Dans son rapport au Parlement pour 1997, la commission consultative sur l'évaluation des charges pouvait observer que " la stabilisation des budgets locaux et de la fiscalité locale ne peut aller sans une stabilisation des charges. Or, les collectivités locales enregistrent des charges nouvelles sur lesquelles elles n'ont parfois aucune prise . "
Se livrant à un essai de typologie des charges nouvelles non compensées, la même commission, dans son rapport au Parlement pour 1999, a distingué trois catégories :
- les charges résultant des législations ou réglementations de portée générale s'imposant aux collectivités comme aux autres personnes publiques ou privées, charges qui ont généralement pour origine un objectif de sécurité ;
- les charges liées à des prescriptions européennes ou nationales destinées à répondre à des exigences d'intérêt général pour des équipements ou l'exercice de compétences des collectivités locales (ce qui recouvre en particulier la gestion des déchets, l'eau et l'assainissement) ;
- les charges issues de la transposition aux collectivités locales de diverses décisions , notamment les revalorisations de rémunérations pour lesquelles les collectivités locales supportent les conséquences financières de décisions prises par l'Etat seul.
Comme l'a relevé, à juste titre, la mission sénatoriale d'information sur la décentralisation, les ressources des collectivités locales évoluent moins vite que leurs charges nouvelles. Tel est en particulier le cas de la dotation globale de fonctionnement - principale ressource de fonctionnement des communes et départements - qui pendant les trois années d'application de l'accord salarial du 3 février 1998 a augmenté moins vite que le surcoût engendré par cet accord.
L'Etat a lui-même fortement incité les collectivités locales à financer des dépenses relevant de ses propres compétences.

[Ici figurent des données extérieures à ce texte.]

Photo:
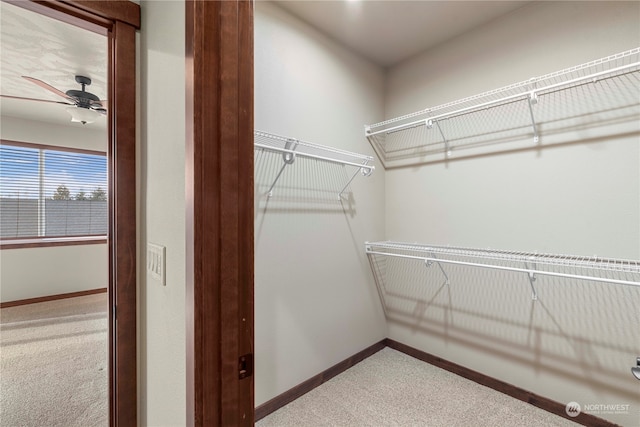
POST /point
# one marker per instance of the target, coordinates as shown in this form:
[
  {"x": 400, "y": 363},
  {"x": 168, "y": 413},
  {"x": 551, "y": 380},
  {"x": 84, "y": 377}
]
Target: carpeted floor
[
  {"x": 53, "y": 363},
  {"x": 393, "y": 389}
]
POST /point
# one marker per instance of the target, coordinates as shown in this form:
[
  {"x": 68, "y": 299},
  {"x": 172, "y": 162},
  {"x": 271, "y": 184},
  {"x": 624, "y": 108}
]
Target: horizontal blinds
[{"x": 52, "y": 193}]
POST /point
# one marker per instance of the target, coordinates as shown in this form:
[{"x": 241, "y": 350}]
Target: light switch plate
[{"x": 156, "y": 262}]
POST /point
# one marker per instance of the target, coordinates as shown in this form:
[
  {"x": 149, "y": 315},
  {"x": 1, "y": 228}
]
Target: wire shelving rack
[
  {"x": 606, "y": 270},
  {"x": 597, "y": 91},
  {"x": 290, "y": 149}
]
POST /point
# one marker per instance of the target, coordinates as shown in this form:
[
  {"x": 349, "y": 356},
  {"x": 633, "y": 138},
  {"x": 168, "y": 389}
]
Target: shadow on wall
[{"x": 584, "y": 331}]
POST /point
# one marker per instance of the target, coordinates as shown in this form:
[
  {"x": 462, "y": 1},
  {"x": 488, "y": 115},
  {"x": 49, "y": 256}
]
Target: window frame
[{"x": 52, "y": 241}]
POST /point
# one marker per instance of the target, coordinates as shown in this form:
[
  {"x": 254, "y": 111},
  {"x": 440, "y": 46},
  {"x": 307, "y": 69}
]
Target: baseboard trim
[
  {"x": 516, "y": 392},
  {"x": 315, "y": 381},
  {"x": 51, "y": 297},
  {"x": 510, "y": 390}
]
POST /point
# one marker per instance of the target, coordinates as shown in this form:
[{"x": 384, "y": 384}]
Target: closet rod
[
  {"x": 366, "y": 169},
  {"x": 520, "y": 270},
  {"x": 523, "y": 96}
]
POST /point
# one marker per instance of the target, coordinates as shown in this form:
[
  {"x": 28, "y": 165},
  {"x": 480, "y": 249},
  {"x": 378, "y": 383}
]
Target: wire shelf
[
  {"x": 595, "y": 92},
  {"x": 607, "y": 270},
  {"x": 291, "y": 149}
]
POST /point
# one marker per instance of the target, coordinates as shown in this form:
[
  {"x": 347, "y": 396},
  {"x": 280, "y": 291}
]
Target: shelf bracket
[
  {"x": 532, "y": 278},
  {"x": 429, "y": 263},
  {"x": 365, "y": 170},
  {"x": 533, "y": 99},
  {"x": 447, "y": 149},
  {"x": 288, "y": 157}
]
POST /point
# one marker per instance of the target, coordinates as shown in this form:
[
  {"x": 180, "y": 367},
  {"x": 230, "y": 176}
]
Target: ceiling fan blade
[
  {"x": 47, "y": 87},
  {"x": 35, "y": 99},
  {"x": 99, "y": 104}
]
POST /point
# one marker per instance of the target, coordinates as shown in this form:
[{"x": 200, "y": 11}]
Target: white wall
[
  {"x": 315, "y": 300},
  {"x": 37, "y": 272},
  {"x": 578, "y": 342},
  {"x": 62, "y": 269},
  {"x": 74, "y": 136},
  {"x": 162, "y": 314}
]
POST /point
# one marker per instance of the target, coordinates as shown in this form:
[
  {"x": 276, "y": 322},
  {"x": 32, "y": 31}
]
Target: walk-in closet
[{"x": 474, "y": 204}]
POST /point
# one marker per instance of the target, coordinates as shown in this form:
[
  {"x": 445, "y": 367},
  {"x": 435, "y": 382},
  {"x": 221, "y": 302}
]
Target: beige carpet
[
  {"x": 53, "y": 363},
  {"x": 393, "y": 389}
]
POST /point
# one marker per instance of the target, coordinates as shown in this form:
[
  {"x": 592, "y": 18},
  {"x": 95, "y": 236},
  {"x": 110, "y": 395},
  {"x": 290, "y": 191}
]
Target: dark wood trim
[
  {"x": 498, "y": 385},
  {"x": 315, "y": 381},
  {"x": 93, "y": 15},
  {"x": 51, "y": 242},
  {"x": 219, "y": 211},
  {"x": 51, "y": 147},
  {"x": 122, "y": 239},
  {"x": 52, "y": 297},
  {"x": 124, "y": 11},
  {"x": 66, "y": 13}
]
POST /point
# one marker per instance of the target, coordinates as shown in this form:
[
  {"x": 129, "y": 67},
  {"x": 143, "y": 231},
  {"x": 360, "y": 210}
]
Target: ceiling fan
[{"x": 85, "y": 106}]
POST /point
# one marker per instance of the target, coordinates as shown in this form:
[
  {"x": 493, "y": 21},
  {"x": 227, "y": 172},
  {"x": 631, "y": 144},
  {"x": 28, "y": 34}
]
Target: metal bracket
[
  {"x": 365, "y": 170},
  {"x": 532, "y": 278},
  {"x": 288, "y": 157},
  {"x": 447, "y": 149},
  {"x": 533, "y": 99},
  {"x": 429, "y": 263}
]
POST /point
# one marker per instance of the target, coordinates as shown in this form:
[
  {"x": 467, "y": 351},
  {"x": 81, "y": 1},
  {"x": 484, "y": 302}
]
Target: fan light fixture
[{"x": 82, "y": 115}]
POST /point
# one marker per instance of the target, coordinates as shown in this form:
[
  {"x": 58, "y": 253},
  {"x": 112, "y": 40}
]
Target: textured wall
[
  {"x": 315, "y": 299},
  {"x": 162, "y": 213}
]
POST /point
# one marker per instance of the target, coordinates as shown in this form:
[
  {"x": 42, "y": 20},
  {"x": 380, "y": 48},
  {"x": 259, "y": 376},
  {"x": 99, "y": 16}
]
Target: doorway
[{"x": 118, "y": 21}]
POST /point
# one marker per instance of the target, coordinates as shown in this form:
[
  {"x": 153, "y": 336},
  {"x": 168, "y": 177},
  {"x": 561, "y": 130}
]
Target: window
[{"x": 51, "y": 192}]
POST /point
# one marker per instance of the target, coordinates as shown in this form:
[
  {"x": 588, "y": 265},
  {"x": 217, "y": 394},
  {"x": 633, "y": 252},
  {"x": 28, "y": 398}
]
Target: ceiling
[
  {"x": 388, "y": 32},
  {"x": 54, "y": 52}
]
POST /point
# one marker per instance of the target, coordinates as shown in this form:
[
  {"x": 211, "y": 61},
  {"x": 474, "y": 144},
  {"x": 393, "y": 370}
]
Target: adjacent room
[{"x": 54, "y": 223}]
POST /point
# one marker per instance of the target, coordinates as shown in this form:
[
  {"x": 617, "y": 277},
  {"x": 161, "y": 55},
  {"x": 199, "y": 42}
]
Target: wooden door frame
[
  {"x": 219, "y": 217},
  {"x": 118, "y": 20}
]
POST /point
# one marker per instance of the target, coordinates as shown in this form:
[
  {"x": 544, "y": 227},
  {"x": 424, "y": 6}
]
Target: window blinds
[{"x": 46, "y": 192}]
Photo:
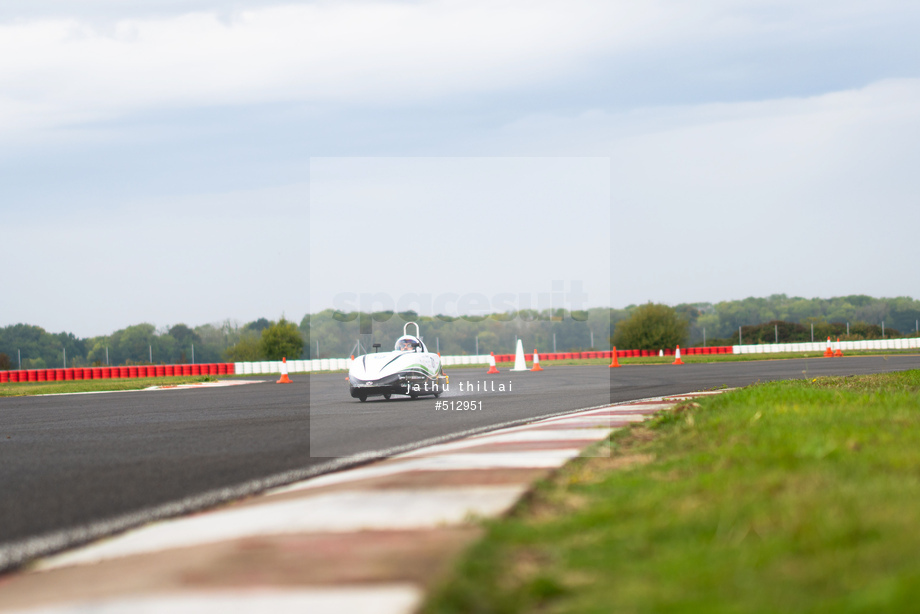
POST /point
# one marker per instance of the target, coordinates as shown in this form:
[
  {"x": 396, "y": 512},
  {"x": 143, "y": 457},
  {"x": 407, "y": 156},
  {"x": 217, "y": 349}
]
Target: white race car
[{"x": 410, "y": 369}]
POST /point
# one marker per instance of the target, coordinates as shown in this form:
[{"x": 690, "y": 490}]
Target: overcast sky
[{"x": 193, "y": 160}]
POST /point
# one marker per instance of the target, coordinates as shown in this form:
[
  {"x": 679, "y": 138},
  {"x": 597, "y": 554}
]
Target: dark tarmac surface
[{"x": 67, "y": 461}]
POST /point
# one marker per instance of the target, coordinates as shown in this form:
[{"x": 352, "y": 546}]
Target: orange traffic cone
[
  {"x": 677, "y": 360},
  {"x": 492, "y": 367},
  {"x": 536, "y": 361},
  {"x": 284, "y": 378}
]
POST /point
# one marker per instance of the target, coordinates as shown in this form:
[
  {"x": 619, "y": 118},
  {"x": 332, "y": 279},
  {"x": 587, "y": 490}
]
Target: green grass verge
[
  {"x": 787, "y": 496},
  {"x": 19, "y": 389},
  {"x": 655, "y": 360}
]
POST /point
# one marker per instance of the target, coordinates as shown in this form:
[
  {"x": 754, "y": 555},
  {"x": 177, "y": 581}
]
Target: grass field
[
  {"x": 102, "y": 385},
  {"x": 786, "y": 496}
]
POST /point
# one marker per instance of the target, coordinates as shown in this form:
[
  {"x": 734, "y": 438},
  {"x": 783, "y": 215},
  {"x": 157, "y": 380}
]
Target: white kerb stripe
[
  {"x": 330, "y": 512},
  {"x": 382, "y": 599}
]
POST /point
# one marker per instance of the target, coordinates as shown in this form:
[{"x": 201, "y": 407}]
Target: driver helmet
[{"x": 407, "y": 344}]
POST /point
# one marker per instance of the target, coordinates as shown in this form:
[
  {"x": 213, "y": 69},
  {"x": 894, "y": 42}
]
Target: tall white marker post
[{"x": 519, "y": 363}]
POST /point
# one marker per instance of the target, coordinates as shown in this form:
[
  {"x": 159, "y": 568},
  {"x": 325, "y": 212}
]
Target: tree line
[{"x": 336, "y": 334}]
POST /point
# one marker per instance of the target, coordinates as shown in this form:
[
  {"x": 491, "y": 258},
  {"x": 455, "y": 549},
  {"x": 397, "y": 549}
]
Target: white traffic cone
[
  {"x": 519, "y": 363},
  {"x": 284, "y": 378},
  {"x": 536, "y": 361}
]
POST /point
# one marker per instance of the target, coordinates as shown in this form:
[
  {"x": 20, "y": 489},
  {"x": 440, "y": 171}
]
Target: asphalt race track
[{"x": 70, "y": 461}]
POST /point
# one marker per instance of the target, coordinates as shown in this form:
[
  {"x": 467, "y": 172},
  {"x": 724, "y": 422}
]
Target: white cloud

Tel fut notamment le cas en matière d'enseignement supérieur avec le plan Université 2000 puis le plan U3M et en matière de voirie. Les contrats de plan ont constitué un vecteur important pour permettre à l'Etat d'orienter les dépenses des collectivités locales tout en se désengageant financièrement .
En outre, l'absence de vision d'ensemble de l'évolution des charges des collectivités locales, notamment au regard de leurs ressources ne permet pas l'établissement d'un véritable contrat de confiance entre l'Etat et les collectivités locales.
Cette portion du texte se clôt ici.